I suppose I have taken a break from writing. I’ve been busy dying, growing and rediscovering life again – funny how that happens cohesively in our program and in our lives with God. I have to be pushed to my knees sometimes.
Since I last posted a blog, I have watched my father take his vows and discover a sense of peace and love like I have never seen or been able to see. I welcomed a new mother into my life. I got an acceptance letter from the University of Texas to start school in the fall and finally finish the degree I’ve been fighting eight years to receive – the degree I know I don’t need any more to be okay, because it doesn’t define me. I have discovered I love my job, after all. Needless to say, it took a lot of Inventory to get there! Turns out I am still the problem. I have cried and laughed and made new friends and cherished old ones. I have taken two doses of Chantix – hell, I might even quit smoking!
The most miraculous thing of all, though, I celebrated one year of sobriety. When I think of all the things I have been able to accomplish in the past year and how my life has grown and changed, I realize that I finally have all the things I have fought so long to create in my life and to no avail. All I wanted was to be able to live the life I saw other people living. I couldn’t understand how I wasn’t able to have that.
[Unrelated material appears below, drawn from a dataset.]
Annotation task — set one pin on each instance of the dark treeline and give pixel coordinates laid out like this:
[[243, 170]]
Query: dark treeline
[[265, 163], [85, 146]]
And I had resigned myself to the fact that it just wasn’t for me, that I was destined to die alone with a needle in my arm or, worse, to have to live the rest of my life showing up at the methadone clinic every morning at 5AM with my mom footing the bills. I really believed that there was no other option for me.
Over a year ago, I really had decided to give up. I checked into a treatment center (a different one) because I had no place else to go. Not because I wanted to get better – I didn’t believe I could. Why would I? I needed a place to sleep and breathe and be safe. I knew how to be in a treatment center. I’d done it countless times. I was telling a friend of mine the other night, all I wanted to do when my 30 days were up there was to get to the sober house and start making some money and live my life. I wanted to meet that guy – the one I could waste away and die with. But something in my heart told me to do an insane thing and ask for more help and more time. I didn’t want to go away for three more months (much less four). But God had another plan, and I am forever grateful.
The right people and the right place and the right moment – it was all handed to me when I humbly asked for it. God knew better than I ever did. All the blessings I have been given, I cannot even explain them. I’ve never been able to feel my way through life – I always thought the purpose was to avoid that. Experience God. Give back. Know that moment when I am talking to another addict, and I am explaining the pain and tragedy of this disease and the power of this solution. And it’s so strong, I well up with tears, and I want to cry. That’s the stuff this Program is made of. Sisterhood. Family. Community. Community – our first gathering at Club 101 on Cameron Road and the knowing that we will remember that room forever, the way I remember that room downstairs on the hill where I sat in Circle and a woman first told me the truth. What a legacy to be a part of. What an honor to get to be a part of that. I owe this amazing life to BRC Recovery and that place on the lawn behind our little house where I found God.